It would be really helpful if Mormons would stop trying to force Christianity into their restorationist 'prophet/apostle matrix' or whatever, as though any actually-existing church should have to fit into the made-up requirements for being the true Church that Mormonism has made up to place itself in a higher position than the lowly Catholic, Orthodox, or Protestant churches.
For Orthodox Christians, we have the same prophets and apostles as you'll find in the scriptures, since we are Christians. There is no indication anywhere in early Christianity itself that there
needed to be a continuing line of apostles and prophets in order to testify to the validity of the Church or whatever; in fact, the more common opinion was and is that the age of
public revelation ended with the death of the last apostle, and what we have received since is to strengthen us in the faith that was
once delivered to the saints. ('Saints' in this context meaning Christians, not Mormons.) This is through the guidance of the Holy Spirit -- the One God Who also guided our fathers and masters the apostles and the disciples into all truth, including in the writing of the Holy Scriptures -- but it is not anything
new, so it's not 'revelation' in the sense that Mormons would use that word when talking about, say, the D&C. This is why you don't see any additions to the scriptures since a long time ago in Eastern Christianity, even though the Christian East (unlike the Western churches) never officially closed its canon. There's not a sense of needing to add anything to what we have received.

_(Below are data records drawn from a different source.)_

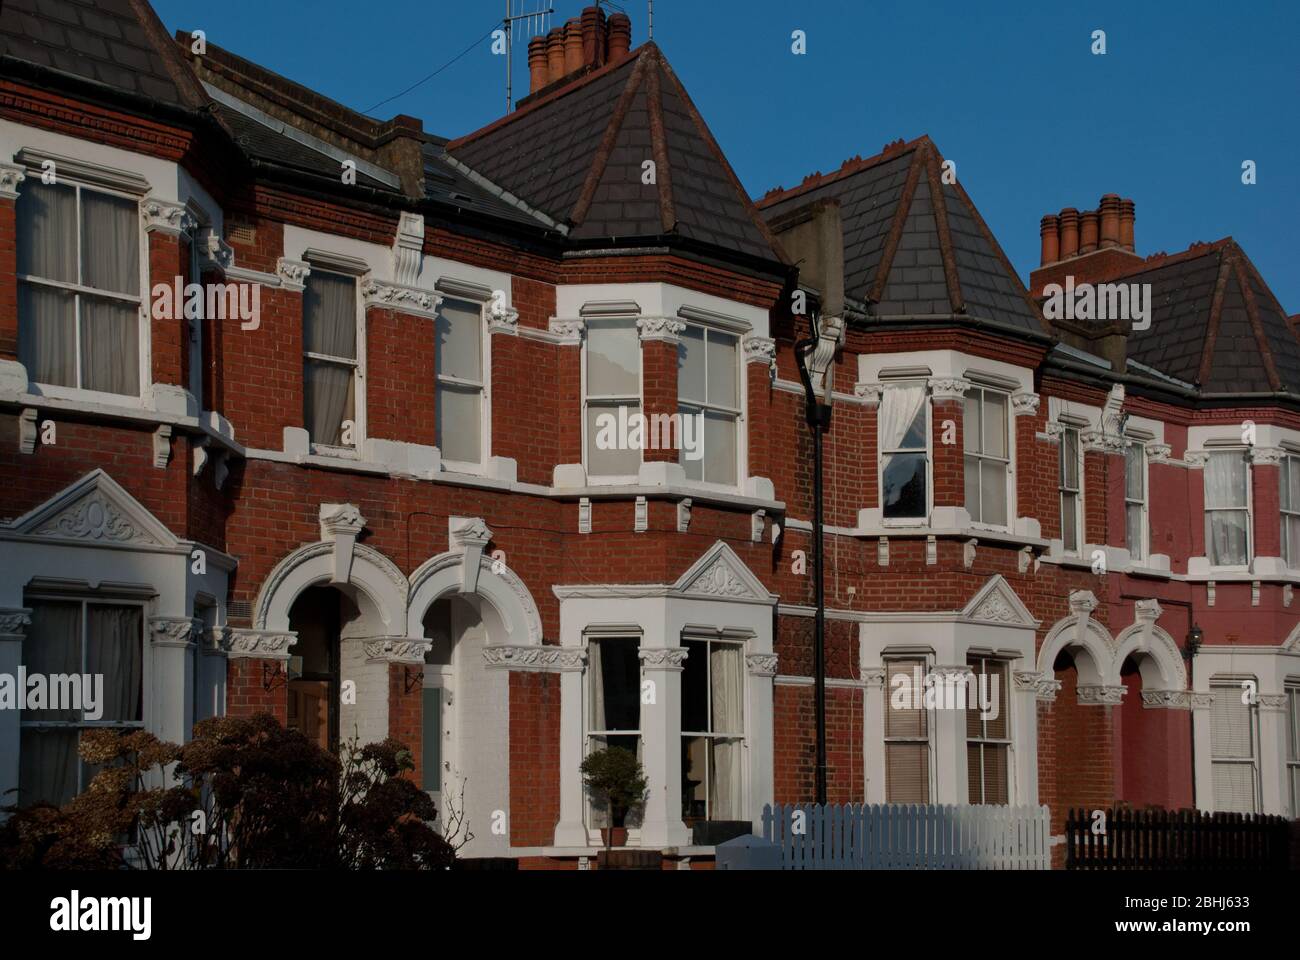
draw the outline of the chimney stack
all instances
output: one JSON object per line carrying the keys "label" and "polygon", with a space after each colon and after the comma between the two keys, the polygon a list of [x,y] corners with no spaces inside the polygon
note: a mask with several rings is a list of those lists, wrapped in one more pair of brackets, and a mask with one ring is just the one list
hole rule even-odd
{"label": "chimney stack", "polygon": [[598,6],[582,11],[582,64],[599,67],[605,63],[605,11]]}
{"label": "chimney stack", "polygon": [[546,61],[546,38],[528,41],[528,92],[536,93],[551,82],[551,68]]}
{"label": "chimney stack", "polygon": [[[574,17],[564,25],[564,76],[582,69],[582,21]],[[552,77],[552,80],[558,79]]]}
{"label": "chimney stack", "polygon": [[1038,227],[1038,235],[1042,240],[1042,253],[1038,258],[1038,265],[1045,267],[1049,263],[1055,263],[1061,259],[1061,218],[1055,214],[1049,213],[1043,217],[1042,223]]}
{"label": "chimney stack", "polygon": [[546,82],[564,76],[564,28],[556,27],[546,35]]}

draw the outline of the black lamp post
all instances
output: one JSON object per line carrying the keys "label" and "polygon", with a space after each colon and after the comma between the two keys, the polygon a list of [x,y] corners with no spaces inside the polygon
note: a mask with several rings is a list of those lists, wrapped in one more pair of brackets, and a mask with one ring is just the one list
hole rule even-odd
{"label": "black lamp post", "polygon": [[[822,550],[822,437],[831,425],[831,360],[843,341],[843,317],[809,317],[812,336],[795,344],[804,416],[813,438],[813,709],[817,717],[816,802],[826,803],[826,578]],[[812,369],[809,369],[811,366]]]}

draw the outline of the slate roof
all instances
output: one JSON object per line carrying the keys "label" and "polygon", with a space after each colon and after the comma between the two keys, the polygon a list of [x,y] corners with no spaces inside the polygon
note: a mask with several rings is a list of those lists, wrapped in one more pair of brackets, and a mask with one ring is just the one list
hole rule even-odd
{"label": "slate roof", "polygon": [[172,106],[203,103],[145,0],[4,0],[0,54]]}
{"label": "slate roof", "polygon": [[[243,152],[256,160],[264,160],[283,167],[337,178],[339,161],[323,151],[285,136],[279,130],[266,126],[257,119],[245,116],[227,106],[215,108],[234,135],[235,143]],[[357,171],[357,183],[375,190],[391,190],[387,184]],[[397,191],[393,191],[397,192]]]}
{"label": "slate roof", "polygon": [[840,203],[844,292],[876,317],[958,314],[1043,334],[1037,307],[960,183],[943,182],[928,137],[806,177],[758,201],[769,222],[817,200]]}
{"label": "slate roof", "polygon": [[1150,258],[1109,282],[1151,284],[1151,325],[1129,335],[1131,360],[1202,394],[1300,395],[1300,340],[1231,237]]}
{"label": "slate roof", "polygon": [[[767,225],[654,43],[447,144],[573,240],[678,237],[781,260]],[[644,183],[646,160],[655,182]]]}

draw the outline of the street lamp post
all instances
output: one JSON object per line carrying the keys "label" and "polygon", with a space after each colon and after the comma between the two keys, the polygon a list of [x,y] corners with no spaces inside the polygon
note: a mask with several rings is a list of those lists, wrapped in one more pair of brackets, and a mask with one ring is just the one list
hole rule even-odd
{"label": "street lamp post", "polygon": [[831,425],[831,361],[844,342],[843,317],[809,317],[812,336],[795,344],[813,441],[813,709],[817,718],[816,802],[826,803],[826,577],[822,549],[822,438]]}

The people who came with something new (e.g., Marcion, Montanus and his prophetesses Priscilla and Maximilla, Sabellius, Mohammed, Joseph Smith, etc.) are condemned for having done so, as they did not hold to the faith that was once delivered to the saints, nor sought to strengthen themselves and others in it, but instead came with their own foreign messages which they said they received from God, but which did not comport with the Old and New Testaments, which is the test according to the ancient witness of actual Christian saints such as
St. Jerome (writing below to his friend Marcella in 385, after the Montanists had begun pestering the Christians in Rome):
If, then, the apostle Peter, upon whom the Lord has founded the Church, has expressly said that the prophecy and promise of the Lord were then and there fulfilled, how can we claim another fulfilment for ourselves? If the Montanists reply that Philip's four daughters prophesied at a later date, and that a prophet is mentioned named Agabus, and that in the partition of the spirit, prophets are spoken of as well as apostles, teachers and others, and that Paul himself prophesied many things concerning heresies still future, and the end of the world; we tell them that we do not so much reject prophecy— for this is attested by the passion of the Lord — as refuse to receive prophets whose utterances fail to accord with the Scriptures old and new.